Perhaps read a book about the Taligent Frameworks?
When do you use (single) inheritance? When you "extend" a class or when you "specialize" a class? Whenever you want to extend a class in C++ (lets name it B) you should not inherit from it but craft a new class (lets name it N), worst case via a mixin template construct, and compose the desired class by multiple inheritance so that D is specializing B and N.
That way you can reuse N without being dependent or messing up D or B.
The simplified single inheritance and interface model caters for all practical examples, and *vastly* simplifies the internal workings. (X)
No, it does not. As you have to program the implementation of everything you "inherit interface wise" multiple times everywhere where you "implement" that interface.

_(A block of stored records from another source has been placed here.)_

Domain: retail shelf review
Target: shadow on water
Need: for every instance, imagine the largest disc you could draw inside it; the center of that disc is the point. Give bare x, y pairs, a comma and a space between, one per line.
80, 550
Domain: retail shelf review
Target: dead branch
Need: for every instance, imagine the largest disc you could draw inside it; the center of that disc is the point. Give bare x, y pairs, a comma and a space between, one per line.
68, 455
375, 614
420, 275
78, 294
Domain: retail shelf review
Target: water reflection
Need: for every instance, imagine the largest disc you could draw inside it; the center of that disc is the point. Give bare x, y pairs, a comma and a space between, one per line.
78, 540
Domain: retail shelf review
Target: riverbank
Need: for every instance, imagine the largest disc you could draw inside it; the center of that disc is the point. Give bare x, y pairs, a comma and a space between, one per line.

If you want to use simple delegation (via IDE code generation etc.) the delegatee loses the original this pointer ... (X) above No simplification but a complication.
How large is a pointer to a member variable?
That is a stupid question. Yes, I know there are no stupid questions, only stupid answers. However asking questions that don't belong to the context: is stupid.
Answer to your question: implementation dependent. What exactly do you mean with a pointer to a member anyway? A true C++ member pointer? Like &classname::member? Usually as big as any pointer on the given platform. But can be optimized as small as a byte, however I'm not aware of any compiler that does that.
If you mean &object.member, a safe bet is: the size equals the typical pointer size on the given platform.